Using DIC microscopy, we imaged individual adults of the strains that showed high or modest sensitivity (i.e. dog-1, mus-81, brc-1, exo-1, msh-2, fan-1 and slx-1) 3 days post-genotoxic treatment. Some of the general observations were as follows: (i) each strain exhibited phenotypes similar to those observed in WT worms, such as disrupted germline, egg retention and protruding vulva (see previous section), with these outcomes typically more pronounced in the repair-deficient strains; (ii) msh-2 mutant animals exhibited a near WT appearance, but showed increased propensity for a protruding vulva and possibly egg retention (consistent with reduced egg laying; see previous section); (iii) dog-1 and exo-1 mutant animals displayed increased susceptibility for rupture in comparison to WT and the other strains, suggesting a weakening of the cuticle; and (iv) fan-1 and slx-1 mutant animals had WT-like mitotic features, yet possessed no or a disorganized, non-functional germline (resulting in sterility), with little polarity or directionality, a phenotype that was more severe than for the other mutant strains (fan-1 was slightly worse than slx-1); fan-1 animals also displayed an increased likelihood of a protruding vulva (Figure 2B). Finally, we note that a more detailed analysis into the large number of male worms consistently present in the xpf-1 population revealed that this strain exhibits a high-incidence-of-males (HIM) phenotype, presumably stemming from a DNA repair defect and intrinsic genome instability (41).

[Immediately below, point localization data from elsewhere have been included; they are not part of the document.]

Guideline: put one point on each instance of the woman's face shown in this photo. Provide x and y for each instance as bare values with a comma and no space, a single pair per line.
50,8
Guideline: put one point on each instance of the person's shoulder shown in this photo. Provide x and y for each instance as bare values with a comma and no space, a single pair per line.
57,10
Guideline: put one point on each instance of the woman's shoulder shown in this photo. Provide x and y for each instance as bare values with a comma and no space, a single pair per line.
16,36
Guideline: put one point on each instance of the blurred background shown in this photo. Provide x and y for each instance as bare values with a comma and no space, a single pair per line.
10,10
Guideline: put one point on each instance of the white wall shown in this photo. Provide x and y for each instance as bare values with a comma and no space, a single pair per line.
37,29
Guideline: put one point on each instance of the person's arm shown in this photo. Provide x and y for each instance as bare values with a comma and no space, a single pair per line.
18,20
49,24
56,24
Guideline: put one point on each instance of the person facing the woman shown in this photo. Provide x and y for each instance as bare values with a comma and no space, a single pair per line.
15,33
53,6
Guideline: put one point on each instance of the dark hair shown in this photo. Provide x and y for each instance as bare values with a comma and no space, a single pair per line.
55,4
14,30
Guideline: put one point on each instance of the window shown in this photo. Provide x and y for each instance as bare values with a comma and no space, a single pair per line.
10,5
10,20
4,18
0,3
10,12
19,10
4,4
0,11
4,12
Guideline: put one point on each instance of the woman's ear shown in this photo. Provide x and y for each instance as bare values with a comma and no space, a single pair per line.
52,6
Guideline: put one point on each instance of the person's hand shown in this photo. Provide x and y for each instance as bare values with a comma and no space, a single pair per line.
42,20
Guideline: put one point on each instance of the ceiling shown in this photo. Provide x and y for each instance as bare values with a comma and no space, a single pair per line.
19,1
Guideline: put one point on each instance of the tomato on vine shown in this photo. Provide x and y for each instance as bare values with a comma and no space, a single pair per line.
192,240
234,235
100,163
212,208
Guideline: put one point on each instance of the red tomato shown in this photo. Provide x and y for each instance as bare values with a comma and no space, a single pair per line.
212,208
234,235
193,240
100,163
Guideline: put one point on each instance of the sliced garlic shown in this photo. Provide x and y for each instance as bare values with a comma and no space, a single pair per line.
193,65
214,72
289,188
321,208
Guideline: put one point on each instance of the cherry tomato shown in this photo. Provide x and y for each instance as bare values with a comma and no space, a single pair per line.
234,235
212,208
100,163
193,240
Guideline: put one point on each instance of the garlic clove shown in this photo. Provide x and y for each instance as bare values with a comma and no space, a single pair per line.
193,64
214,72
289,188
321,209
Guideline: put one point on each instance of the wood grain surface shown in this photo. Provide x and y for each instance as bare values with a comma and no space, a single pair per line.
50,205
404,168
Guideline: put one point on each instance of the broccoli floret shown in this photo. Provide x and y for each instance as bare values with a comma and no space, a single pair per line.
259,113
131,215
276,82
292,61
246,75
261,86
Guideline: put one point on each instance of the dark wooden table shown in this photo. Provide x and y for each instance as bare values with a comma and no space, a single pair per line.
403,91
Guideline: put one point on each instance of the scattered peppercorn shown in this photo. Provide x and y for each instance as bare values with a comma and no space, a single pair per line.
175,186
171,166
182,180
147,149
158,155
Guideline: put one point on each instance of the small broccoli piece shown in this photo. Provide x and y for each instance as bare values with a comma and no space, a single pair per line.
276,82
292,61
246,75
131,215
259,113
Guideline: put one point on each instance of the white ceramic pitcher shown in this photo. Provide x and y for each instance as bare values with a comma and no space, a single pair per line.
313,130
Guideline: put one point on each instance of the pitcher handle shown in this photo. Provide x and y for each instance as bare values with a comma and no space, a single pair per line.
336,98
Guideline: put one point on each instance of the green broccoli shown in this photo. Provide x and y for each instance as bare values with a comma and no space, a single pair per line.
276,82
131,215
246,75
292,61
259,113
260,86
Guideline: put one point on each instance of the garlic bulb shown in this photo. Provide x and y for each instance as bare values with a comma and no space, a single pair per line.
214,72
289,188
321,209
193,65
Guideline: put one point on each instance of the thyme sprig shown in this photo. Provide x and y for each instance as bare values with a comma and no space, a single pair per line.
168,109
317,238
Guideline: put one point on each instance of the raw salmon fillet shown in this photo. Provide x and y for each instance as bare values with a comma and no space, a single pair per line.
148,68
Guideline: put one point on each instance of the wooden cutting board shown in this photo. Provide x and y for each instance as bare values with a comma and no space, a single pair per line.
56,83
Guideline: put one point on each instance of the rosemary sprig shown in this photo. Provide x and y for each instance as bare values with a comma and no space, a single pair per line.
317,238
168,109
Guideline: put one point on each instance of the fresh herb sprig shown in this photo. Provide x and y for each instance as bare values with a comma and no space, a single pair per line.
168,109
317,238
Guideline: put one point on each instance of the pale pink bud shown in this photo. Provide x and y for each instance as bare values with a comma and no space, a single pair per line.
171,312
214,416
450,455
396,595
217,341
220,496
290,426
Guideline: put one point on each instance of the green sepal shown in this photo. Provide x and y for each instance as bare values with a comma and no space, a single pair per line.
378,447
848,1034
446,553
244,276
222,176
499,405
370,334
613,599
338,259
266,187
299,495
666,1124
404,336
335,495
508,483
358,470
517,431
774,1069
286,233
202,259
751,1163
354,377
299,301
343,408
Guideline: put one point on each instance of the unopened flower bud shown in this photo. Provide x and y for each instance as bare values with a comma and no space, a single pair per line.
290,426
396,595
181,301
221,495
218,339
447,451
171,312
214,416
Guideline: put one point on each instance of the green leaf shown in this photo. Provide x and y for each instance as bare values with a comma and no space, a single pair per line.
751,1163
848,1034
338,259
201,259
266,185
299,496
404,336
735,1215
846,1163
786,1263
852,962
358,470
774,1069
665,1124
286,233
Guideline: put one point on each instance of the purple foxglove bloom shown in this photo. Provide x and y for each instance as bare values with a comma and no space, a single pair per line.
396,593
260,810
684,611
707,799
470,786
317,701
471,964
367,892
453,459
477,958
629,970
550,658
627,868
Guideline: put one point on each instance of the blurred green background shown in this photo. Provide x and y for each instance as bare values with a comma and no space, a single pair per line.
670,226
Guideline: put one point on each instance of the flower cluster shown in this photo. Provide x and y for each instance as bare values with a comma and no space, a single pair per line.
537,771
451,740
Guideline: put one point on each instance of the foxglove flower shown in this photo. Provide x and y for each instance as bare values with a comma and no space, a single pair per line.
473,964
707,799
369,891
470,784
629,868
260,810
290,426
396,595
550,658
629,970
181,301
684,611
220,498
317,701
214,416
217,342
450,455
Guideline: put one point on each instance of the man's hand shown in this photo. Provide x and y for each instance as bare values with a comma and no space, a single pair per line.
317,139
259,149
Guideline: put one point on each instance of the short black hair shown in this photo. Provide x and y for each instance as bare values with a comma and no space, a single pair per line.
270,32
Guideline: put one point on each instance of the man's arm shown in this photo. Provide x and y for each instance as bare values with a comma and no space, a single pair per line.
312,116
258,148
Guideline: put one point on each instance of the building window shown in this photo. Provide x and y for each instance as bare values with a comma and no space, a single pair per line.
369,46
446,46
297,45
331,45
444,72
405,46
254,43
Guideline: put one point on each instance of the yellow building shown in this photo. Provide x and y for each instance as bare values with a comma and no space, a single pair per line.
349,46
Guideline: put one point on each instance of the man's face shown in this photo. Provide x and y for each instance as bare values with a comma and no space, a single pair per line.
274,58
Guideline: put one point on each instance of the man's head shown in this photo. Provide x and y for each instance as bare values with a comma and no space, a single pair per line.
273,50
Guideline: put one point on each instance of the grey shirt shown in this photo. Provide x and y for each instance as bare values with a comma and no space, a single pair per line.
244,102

Roles for both GG- and TC-NER in TMP/UVA resistance
Our prior work with the human CSB protein, which operates as a key mediator of TC-NER and is defective in CS, revealed a role for the SWI2/SNF2 ATPase family member in ICL repair, particularly in non-cycling cells (42). We therefore explored further the possible contribution of CSB to TMP/UVA resistance in worms. XPC is a major recognition factor for the GG-NER response, and our screening assay revealed a significant role for this protein in protecting L1 worms from the developmental toxicity of TMP/UVA (see previous section), although to a lesser extent than other NER factors, such as XPA, which participates in both GG-NER and TC-NER (43). We did not see an obvious role for CSB in protection against the genotoxic consequences of the DNA crosslinking paradigm (see previous section), possibly implying a back-up role for TC-NER in the removal of ICLs. To examine this possibility, we determined the sensitivity of WT, xpc-1 and csb-1 single mutant, and xpc-1(tm3886);csb-1(ok2335) double mutant worms to TMP/UVA60 using our standard L1 protocol (Figure 3). These experiments uncovered a more severe sensitivity of the double mutant strain to TMP/UVA60 in comparison to the WT, csb-1 or xpc-1 strains, with developmental arrest occurring at or before the L2 stage (similar to the xpa-1 strain; see previous section). Thus, our genetic data indicate that while GG-NER plays a more prominent role in ICL repair responses during animal development, the two sub-pathways of NER can play compensatory roles in ICL removal.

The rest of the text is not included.